Baca berita dengan sedikit iklan, klik di sini

Editorial

Serbuan 'Kerah Biru' Dari Cina

31 Agustus 2015 | 00.00 WIB

Image of Tempo
Perbesar

Baca berita dengan sedikit iklan, klik di sini

MARAKNYA pekerja kasar dari luar negeri di sejumlah proyek yang mereka kerjakan sungguh merupakan ironi. Dengan jumlah penganggur di Tanah Air sekitar 7 juta orang-sebagian besar berkualifikasi pekerja "kerah biru" atau buruh tanpa keahlian-pekerja asing itu jelas telah merebut kesempatan bagi pekerja lokal di level yang sama. Semestinya pemerintah tak membiarkan hal ini.

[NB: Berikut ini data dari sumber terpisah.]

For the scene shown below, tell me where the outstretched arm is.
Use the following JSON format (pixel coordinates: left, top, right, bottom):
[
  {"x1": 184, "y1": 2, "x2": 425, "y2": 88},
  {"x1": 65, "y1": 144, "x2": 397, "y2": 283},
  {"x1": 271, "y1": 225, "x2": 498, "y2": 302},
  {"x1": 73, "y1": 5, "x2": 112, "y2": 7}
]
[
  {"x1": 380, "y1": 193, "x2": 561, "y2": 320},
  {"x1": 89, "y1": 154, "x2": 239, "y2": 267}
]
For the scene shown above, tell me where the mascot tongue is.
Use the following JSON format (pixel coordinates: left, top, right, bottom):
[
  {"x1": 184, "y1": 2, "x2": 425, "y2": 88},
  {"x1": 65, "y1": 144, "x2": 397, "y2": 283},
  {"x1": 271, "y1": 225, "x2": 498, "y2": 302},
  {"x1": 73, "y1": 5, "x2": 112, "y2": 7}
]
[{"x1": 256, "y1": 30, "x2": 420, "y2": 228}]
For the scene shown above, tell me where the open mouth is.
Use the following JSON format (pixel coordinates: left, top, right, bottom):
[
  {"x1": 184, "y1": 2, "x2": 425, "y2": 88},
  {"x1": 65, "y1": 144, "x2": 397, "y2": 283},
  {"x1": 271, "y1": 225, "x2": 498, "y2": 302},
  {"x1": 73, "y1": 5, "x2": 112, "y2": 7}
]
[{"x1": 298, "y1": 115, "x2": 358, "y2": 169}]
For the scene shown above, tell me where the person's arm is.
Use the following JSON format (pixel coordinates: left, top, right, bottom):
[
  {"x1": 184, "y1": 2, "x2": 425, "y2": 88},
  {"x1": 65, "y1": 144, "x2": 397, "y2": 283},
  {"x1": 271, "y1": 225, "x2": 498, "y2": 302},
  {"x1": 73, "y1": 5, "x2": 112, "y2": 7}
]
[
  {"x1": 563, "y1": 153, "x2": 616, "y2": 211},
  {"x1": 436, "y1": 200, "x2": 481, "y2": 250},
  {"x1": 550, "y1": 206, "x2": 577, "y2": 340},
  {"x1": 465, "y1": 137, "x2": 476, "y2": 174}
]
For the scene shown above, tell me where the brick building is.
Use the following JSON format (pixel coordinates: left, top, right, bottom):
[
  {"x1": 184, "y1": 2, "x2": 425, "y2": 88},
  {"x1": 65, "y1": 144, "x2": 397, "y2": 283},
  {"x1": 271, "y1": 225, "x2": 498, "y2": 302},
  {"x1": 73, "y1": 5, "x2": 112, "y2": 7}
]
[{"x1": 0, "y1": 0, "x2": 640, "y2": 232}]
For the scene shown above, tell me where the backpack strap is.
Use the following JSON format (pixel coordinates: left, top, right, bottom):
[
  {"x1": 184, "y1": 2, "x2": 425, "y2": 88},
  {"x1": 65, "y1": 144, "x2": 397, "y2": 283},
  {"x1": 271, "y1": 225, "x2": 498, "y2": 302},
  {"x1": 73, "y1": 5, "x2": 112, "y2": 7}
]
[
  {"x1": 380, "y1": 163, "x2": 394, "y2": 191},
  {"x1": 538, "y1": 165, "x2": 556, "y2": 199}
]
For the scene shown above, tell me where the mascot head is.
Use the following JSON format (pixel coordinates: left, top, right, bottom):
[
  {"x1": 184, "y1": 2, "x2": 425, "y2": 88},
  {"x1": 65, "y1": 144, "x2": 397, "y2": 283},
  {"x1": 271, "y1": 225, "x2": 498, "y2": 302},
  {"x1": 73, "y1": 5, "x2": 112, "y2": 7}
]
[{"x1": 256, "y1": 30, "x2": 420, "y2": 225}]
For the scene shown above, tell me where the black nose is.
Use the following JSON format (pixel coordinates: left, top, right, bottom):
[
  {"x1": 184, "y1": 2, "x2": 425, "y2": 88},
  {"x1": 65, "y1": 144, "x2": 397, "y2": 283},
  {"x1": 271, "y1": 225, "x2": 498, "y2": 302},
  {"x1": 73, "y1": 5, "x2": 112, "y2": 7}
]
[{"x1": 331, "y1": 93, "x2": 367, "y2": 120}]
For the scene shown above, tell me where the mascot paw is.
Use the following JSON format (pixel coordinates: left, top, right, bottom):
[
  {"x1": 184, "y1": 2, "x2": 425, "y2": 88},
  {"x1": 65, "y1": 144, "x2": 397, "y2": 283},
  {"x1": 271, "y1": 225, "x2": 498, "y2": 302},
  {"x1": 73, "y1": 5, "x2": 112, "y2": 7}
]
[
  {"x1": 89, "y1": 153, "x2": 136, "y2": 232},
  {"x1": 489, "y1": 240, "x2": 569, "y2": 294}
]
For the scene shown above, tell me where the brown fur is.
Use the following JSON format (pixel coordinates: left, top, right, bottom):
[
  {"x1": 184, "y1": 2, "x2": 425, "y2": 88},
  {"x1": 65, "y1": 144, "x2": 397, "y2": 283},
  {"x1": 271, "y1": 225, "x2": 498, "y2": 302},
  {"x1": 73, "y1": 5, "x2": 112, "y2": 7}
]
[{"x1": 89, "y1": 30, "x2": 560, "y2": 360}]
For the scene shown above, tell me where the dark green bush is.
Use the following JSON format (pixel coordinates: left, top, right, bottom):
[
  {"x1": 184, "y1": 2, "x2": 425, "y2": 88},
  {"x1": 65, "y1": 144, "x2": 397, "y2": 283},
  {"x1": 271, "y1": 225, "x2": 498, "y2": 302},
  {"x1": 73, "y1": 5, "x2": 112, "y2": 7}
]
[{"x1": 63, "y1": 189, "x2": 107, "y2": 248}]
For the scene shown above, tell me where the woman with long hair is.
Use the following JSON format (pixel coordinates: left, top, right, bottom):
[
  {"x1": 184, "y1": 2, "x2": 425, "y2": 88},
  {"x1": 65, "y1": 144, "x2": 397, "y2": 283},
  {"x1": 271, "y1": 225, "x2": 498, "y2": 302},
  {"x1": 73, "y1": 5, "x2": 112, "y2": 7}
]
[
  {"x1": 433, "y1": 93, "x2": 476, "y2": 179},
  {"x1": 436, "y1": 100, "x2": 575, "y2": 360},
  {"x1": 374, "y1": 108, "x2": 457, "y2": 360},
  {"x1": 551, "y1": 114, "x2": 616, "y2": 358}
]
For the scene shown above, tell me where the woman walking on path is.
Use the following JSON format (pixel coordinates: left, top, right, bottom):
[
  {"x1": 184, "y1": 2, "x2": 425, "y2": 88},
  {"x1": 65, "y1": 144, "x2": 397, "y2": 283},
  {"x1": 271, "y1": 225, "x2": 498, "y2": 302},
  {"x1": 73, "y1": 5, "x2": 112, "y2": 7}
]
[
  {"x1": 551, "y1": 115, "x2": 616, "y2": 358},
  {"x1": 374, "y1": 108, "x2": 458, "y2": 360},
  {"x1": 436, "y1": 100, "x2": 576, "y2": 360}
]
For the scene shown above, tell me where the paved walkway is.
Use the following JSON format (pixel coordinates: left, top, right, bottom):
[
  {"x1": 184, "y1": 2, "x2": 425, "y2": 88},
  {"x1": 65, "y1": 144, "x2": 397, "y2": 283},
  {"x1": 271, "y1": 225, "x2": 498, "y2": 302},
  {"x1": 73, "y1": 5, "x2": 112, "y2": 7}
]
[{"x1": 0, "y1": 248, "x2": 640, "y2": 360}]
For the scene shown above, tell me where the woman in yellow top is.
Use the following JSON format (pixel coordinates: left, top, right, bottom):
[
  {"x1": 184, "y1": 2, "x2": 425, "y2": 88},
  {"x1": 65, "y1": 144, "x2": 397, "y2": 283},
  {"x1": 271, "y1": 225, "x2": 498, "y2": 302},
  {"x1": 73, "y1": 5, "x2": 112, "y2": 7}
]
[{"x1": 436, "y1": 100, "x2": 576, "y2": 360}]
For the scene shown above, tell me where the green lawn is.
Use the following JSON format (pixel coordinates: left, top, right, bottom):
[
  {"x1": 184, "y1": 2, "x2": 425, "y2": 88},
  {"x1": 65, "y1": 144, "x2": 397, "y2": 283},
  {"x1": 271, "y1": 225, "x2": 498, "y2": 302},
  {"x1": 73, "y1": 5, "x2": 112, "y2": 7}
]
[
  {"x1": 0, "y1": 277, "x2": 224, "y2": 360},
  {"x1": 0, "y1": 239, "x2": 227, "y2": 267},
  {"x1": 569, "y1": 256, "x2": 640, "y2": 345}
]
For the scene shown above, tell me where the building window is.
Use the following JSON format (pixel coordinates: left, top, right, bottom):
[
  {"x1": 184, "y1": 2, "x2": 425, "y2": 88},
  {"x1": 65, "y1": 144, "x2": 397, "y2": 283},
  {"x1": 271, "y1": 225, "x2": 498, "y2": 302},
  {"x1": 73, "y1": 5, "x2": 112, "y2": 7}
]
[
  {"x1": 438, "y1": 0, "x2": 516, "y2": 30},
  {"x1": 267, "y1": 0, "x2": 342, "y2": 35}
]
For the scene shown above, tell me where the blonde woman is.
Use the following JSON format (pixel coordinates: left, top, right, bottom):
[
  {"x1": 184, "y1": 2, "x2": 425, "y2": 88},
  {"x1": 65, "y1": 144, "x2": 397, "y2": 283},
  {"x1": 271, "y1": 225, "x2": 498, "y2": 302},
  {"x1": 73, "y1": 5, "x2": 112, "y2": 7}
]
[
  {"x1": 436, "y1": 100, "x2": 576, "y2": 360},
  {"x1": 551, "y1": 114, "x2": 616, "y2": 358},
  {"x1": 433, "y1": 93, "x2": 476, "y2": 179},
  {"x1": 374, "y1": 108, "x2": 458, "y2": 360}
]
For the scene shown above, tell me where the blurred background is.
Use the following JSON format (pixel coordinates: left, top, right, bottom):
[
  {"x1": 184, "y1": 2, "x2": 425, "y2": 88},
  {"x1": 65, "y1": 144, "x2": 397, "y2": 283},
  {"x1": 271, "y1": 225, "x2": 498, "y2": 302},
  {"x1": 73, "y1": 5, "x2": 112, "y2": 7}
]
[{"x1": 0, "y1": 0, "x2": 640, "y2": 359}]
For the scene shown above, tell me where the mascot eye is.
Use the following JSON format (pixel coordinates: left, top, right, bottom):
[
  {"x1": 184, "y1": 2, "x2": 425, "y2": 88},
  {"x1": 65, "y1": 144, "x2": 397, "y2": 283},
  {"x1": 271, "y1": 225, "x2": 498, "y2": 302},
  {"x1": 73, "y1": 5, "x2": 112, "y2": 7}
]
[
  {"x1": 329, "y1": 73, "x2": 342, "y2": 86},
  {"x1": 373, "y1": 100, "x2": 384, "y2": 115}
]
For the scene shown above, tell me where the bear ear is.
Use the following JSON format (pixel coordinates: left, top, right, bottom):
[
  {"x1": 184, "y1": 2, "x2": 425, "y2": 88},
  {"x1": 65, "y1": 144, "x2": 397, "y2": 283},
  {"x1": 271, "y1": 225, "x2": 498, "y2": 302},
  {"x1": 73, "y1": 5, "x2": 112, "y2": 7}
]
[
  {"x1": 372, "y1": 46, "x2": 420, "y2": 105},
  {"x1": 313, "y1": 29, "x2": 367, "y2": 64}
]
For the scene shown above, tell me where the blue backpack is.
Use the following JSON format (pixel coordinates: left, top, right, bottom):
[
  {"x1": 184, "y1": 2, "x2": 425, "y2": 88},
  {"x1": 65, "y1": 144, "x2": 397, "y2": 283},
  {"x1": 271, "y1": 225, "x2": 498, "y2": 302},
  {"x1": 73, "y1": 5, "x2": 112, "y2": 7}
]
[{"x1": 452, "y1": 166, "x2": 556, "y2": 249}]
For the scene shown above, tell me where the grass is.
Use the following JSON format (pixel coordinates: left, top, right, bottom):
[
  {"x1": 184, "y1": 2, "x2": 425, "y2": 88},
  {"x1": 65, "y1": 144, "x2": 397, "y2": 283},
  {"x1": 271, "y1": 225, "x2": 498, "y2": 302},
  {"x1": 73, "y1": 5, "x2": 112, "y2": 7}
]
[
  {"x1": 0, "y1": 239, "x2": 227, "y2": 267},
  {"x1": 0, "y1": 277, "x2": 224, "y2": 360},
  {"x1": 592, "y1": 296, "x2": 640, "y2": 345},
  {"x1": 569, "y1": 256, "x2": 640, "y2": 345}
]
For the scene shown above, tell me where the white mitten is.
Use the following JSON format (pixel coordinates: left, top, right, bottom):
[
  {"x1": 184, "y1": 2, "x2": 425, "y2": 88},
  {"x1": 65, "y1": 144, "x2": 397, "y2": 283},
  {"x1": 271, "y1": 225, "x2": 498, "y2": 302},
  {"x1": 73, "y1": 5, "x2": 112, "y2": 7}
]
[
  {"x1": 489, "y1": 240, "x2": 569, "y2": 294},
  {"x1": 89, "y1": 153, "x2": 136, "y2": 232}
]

Celakanya, jumlah pekerja asing itu pun meningkat. Mereka sibuk bekerja di proyek-proyek yang pendanaannya diperoleh dari Cina. Berapa angka persisnya memang masih simpang-siur, sekurang-kurangnya ada 5.000 orang. Tapi kesan yang timbul dan disebarkan, seolah-olah ada eksodus atau "serbuan", bahkan terjadi "migrasi bedol desa", dari Negeri Panda.

Sejauh ini, mereka diketahui berada di Lebak (Banten), Buleleng (Bali), dan Manokwari (Papua). Di Buleleng, misalnya, mereka merupakan pekerja yang mengoperasikan Pembangkit Listrik Tenaga Uap Celukan Bawang. Menurut pemberitaan, saat acara peresmian proyek itu, mereka tampak dominan di antara hadirin. Tak seorang pun dari mereka paham isi pidato pejabat Indonesia, yang berbicara di panggung dengan hiasan geber bertulisan aksara Cungkuo.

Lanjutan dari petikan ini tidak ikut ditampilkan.